Die Umgangssprache neigt ja zur praktischen Vereinfachung, von daher hat es eine Verkomplizierung generell schwer, sich durchzusetzen. Das ist in meinem Umfeld genauso, und mir wäre es regelrecht peinlich zu Gendern. Zumal es ja schon eine seit Jahrzehnten bewährte Form gibt, die von allen verstanden wird, die die deutsche Sprache halbwegs beherrschen. Bei mir kommt dazu, dass meine Muttersprache Bairisch ist, und Gendern auf Bairisch ist für mich eine gruslige Vorstellung. Ich habe den Eindruck, dass Gendern und Dialekt / Mundart generell nicht zusammengeht.
Im beruflichen Umfeld spielt sich bei mir fast alles auf Englisch ab, das ist das ohnehin praktisch kein Thema, wie Jewel ja schon schreibt. Es gibt ein paar Ausnahmen (actress, policewoman), aber ansonsten sind Berufsbezeichnungen zur allgemeinen Zufriedenheit generisch. Das mag auch damit zusammenhängen, dass es mit "the" auch nur einen generischen Artikel gibt.
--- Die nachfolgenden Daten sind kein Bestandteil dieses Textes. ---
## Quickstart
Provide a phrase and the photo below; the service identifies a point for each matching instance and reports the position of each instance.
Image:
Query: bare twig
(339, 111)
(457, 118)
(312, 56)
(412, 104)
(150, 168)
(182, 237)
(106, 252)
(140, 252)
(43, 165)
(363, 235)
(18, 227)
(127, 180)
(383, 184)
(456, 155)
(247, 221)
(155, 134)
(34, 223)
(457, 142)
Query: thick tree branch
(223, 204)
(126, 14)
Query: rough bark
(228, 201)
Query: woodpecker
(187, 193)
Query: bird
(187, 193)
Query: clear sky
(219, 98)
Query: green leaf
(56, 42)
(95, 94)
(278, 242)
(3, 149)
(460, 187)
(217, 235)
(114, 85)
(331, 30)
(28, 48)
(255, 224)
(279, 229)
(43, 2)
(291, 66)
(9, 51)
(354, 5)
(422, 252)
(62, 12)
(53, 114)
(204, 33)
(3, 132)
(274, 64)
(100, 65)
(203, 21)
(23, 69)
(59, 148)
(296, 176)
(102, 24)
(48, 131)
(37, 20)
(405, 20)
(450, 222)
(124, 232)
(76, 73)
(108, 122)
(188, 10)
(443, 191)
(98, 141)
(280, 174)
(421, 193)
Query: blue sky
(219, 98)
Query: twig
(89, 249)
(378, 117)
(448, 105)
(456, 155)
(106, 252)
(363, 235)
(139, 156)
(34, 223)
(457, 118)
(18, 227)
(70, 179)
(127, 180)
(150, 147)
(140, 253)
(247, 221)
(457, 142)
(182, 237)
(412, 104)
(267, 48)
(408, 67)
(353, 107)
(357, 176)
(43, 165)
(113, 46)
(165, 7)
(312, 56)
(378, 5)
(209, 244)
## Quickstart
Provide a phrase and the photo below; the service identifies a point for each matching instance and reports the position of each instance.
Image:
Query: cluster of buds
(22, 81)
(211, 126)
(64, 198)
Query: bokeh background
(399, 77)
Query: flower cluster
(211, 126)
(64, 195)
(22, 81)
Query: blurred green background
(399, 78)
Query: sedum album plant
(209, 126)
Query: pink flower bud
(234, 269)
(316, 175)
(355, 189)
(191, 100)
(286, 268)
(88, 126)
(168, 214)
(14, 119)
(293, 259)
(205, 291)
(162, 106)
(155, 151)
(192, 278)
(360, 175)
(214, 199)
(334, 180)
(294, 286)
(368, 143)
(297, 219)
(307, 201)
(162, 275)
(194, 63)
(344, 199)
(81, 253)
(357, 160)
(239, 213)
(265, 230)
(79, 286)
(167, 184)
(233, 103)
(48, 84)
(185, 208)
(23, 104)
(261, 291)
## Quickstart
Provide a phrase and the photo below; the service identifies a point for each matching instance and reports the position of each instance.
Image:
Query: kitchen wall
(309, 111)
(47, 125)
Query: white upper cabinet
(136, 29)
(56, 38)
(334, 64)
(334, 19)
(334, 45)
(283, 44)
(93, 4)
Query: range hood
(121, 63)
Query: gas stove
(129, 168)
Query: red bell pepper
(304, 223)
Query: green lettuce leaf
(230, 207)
Was das Gendern in Medien und Politik angeht: Ja, es stört mich. Der eine verhaspelt sich, der andere benutzt das als zusätzliche Füllwörter, um seine Schachtelsätze noch weiter zu verlängern und mit noch mehr Worten noch weniger zu sagen (Was ist eigentlich das Plural von "Wort" - "Worte" oder "Wörter"?). In geschriebenen Texten stört es den Lesefluss. Es stört mich aber nicht so sehr, dass ich jedesmal ein Fass aufmachen und mich echauffieren müsste. Ich lasse es halt über mich ergehen. Es wäre mir auch zu albern, deswegen z.B. mein ME-Abo zu kündigen.
die wahrnehmung, dass sich gendern in der gesprochenen sprache nicht durchsetzt, hängt, wenn ich das alles hier lese, anscheinend sehr vom eigenen umfeld ab. in meinem wird recht konsequent gegendert. und zwar so sehr, dass meinem freund sofort auffiel, dass er es als einziger nicht machte und sich inzwischen daran angepasst hat.
Die gesprochene Lücke finde ich in den meisten Fällen so leicht machbar und stört so wenig, dass es mir schwerfällt, die Aufregung der GegnerInnen zu verstehen - also bei denen, die wirklich vehement dagegen sind.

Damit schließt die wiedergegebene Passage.